Toronto condo prices set to drop as demand wanes: report

Toronto’s condo market could finally see the price dip buyers have been waiting for and sellers dread.

A new report from TD Bank predicts condo prices in Canada’s largest city will fall by an average of 4 per cent this year and next, citing a drop in demand amid a continued building boom.

Rising interest rates are also expected to help cool the market and “chip away at affordability and demand,” the bank says in its report.

Given the overvaluation in the market, GTA home sales are likely more vulnerable to even small interest rate movements than they have been in the past,” write economist Derek Burleton and Diana Petramala. (For the few who may not know, GTA refers to the Greater Toronto Area).

The economists also cite the “eroding economics of investing in rental properties” as a potential hit to the condo market in the coming months.
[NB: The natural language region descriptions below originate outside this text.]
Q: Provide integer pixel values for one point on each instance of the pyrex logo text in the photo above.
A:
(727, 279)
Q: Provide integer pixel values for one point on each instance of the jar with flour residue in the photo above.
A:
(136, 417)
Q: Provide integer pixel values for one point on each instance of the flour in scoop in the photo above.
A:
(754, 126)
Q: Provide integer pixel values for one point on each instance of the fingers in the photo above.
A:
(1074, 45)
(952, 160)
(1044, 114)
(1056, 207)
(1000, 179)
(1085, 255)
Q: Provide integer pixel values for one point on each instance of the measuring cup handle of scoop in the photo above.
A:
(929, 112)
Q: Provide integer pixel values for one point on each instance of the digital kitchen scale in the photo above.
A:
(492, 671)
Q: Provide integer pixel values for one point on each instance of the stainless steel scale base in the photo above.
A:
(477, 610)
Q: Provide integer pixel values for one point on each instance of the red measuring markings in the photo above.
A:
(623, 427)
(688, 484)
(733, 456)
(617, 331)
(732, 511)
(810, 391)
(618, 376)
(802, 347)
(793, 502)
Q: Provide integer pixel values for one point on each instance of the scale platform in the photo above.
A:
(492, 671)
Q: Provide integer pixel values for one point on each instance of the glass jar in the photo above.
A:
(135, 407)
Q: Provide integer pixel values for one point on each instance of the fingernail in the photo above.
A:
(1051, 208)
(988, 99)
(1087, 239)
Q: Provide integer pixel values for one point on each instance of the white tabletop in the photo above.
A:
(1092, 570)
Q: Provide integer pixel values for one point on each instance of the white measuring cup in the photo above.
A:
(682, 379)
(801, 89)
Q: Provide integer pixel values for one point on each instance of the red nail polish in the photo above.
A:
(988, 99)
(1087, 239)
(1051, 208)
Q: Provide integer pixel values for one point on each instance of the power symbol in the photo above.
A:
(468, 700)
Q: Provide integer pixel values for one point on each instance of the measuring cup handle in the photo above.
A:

“The cost of carrying an average priced condo has been exceeding the rent that can be earned on it,” they say.

While 4 per cent may not sound like a big drop, it’s the forecasted downward direction that economists and investors will be watching closely. There have been predictions for years that Toronto’s condo boom could wind up a bust as the condo craze continues.

It has yet to happen.

As the doomsday calls continue, for better or worse, the downtown skyline is being forever changed.

“Toronto’s skyline of cranes is now about to transform into a skyline of condo buildings,” the TD economists say. “The number of new units scheduled to be completed in the GTA over the next two years is striking at a time when new condo sales are dwindling.”

The bank notes that high-rise condo buildings have accounted for 60 per cent of supply of overall new homes in the GTA since 2011. That compares to 28 per cent in 2000. It says 70,000 units are expected to be built over the next two years, “twice the pace of the historical average.” About 9,000 of those units are still for sale, TD says.

Meantime, the market for single-family homes is hot due to a limited selection.

“The GTA housing market is a tale of several markets with divergent conditions,” the TD economists note.

They say the “rising inventory problem” for condos is more acute outside of the downtown core and the 905 area, “for now.”

Parts of the city that are keeping pace with the market include downtown, North York and the Toronto waterfront.

The average price of a resale condo increased 4.8 per cent in the GTA in February compared to the same month last year, or to $347,222, according to the Toronto Real Estate Board (TREB). In the 416 area code prices jumped 6 per cent to $372,628, and 3 per cent to $290,650 in the 905 area code, which is outside of downtown Toronto.

TREB said new listings of resale condos were up year-over-year, “giving buyers ample choice.”

Sales in the 905 area were up 19.6 per cent, and up 9.6 per cent in Toronto, or 12.5 per cent overall.

“This is in contrast to the listings situation for singles, semis and townhomes, where supply continued to be constrained,” stated TREB president Dianne Usher.

“Some would-be buyers had difficulty finding a home that met their needs.”

Will the condo market crash? Should investors hold out for a suitable single-family home they can afford?

With so much uncertainty in the housing market, and so many inaccurate predictions to date, it’s no wonder so many people continue to rent.